First, we extract all the URL's of <a href="https://www.fiba.basketball/olympics/men/2020/games">this tournament's games</a>:

In [4]:
page = requests.get(BASE_DATA + "/olympics/men/2020/games").text
soup = bs(page, "html.parser")
link_ls = [a.get("href") 
           for a in soup.find_all("a") 
           if a.get("href") and a.get("href").startswith("/olympics/men/2020/game/")]

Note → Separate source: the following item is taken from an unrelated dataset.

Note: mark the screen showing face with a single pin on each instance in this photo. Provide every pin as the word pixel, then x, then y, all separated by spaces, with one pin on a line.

For each link, we make a request to FIBA website to parse the information corresponding to each game, and we store the returned ```pandas.DataFrame``` objects in **all_tables** list:

In [5]:
all_tables = []

for a in link_ls:
    try:
        all_tables.append(get_boxscore(BASE_DATA + a))
    except (ValueError, TypeError, AttributeError):
        print("Problem with", BASE_DATA + a)
        continue
    time.sleep(3)
    print(a)

/olympics/men/2020/game/2507/Iran-Czech-Republic
/olympics/men/2020/game/2507/Germany-Italy
/olympics/men/2020/game/2507/Australia-Nigeria
/olympics/men/2020/game/2507/France-USA
/olympics/men/2020/game/2607/Argentina-Slovenia
Problem with https://www.fiba.basketball/olympics/men/2020/game/2607/Japan-Spain
/olympics/men/2020/game/2807/Nigeria-Germany
/olympics/men/2020/game/2807/USA-Iran
/olympics/men/2020/game/2807/Italy-Australia
/olympics/men/2020/game/2807/Czech-Republic-France
Problem with https://www.fiba.basketball/olympics/men/2020/game/2907/Slovenia-Japan
Problem with https://www.fiba.basketball/olympics/men/2020/game/2907/Spain-Argentina
/olympics/men/2020/game/3107/Iran-France
/olympics/men/2020/game/3107/Italy-Nigeria
/olympics/men/2020/game/3107/Australia-Germany
/olympics/men/2020/game/3107/USA-Czech-Republic
/olympics/men/2020/game/0108/Argentina-Japan
/olympics/men/2020/game/0108/Spain-Slovenia
Problem with https://www.fiba.basketball/olympics/men/2020/game/0308/Sloveni

## 4. Storing the data

To allow its future use, data must be stored in a file. First, all tables are merged in a single ```pandas.DataFrame```:

In [6]:
#df = pd.concat(all_tables)
import pandas as pd

df = pd.read_csv("basketball_olympic_players_game_stats.csv")
df.head()

Unnamed: 0,country,vs,team_score,vs_score,date,#,Players,Min,Pts,FG,...,OREB,DREB,REB,AST,PF,TO,STL,BLK,+/-,EFF
0,Iran,Czech Republic,78,84,2507,3,Mohammadsina Vahedi,02:33,0,0/2,...,0,0,0,0,0,1,0,0,-3,-3
1,Iran,Czech Republic,78,84,2507,5,Pujan Jalalpoor,09:04,3,1/3,...,0,0,0,0,0,1,0,0,-6,0
2,Iran,Czech Republic,78,84,2507,7,Mohammad Hassanzadeh,0:0,0,0/0,...,0,0,0,0,0,0,0,0,0,0
3,Iran,Czech Republic,78,84,2507,8,Saeid Davarpanah,0:0,0,0/0,...,0,0,0,0,0,0,0,0,0,0
4,Iran,Czech Republic,78,84,2507,13,Mohammad Jamshidijafarabadi,28:36,16,7/11,...,0,1,1,7,1,7,1,0,-5,13


This dataset is stored in **basketball_olympic_players_game_stats.csv** file. This dataset is still a bit ugly, so it will be cleant in **basketball_olympic_players_game_stats.csv**.

In [7]:
df.to_csv("basketball_olympic_players_game_stats.csv", index = None)

Finally, the dataset columns have been conveniently annotated in **basketball_olympic_players_game_stats.json** (description and datatype).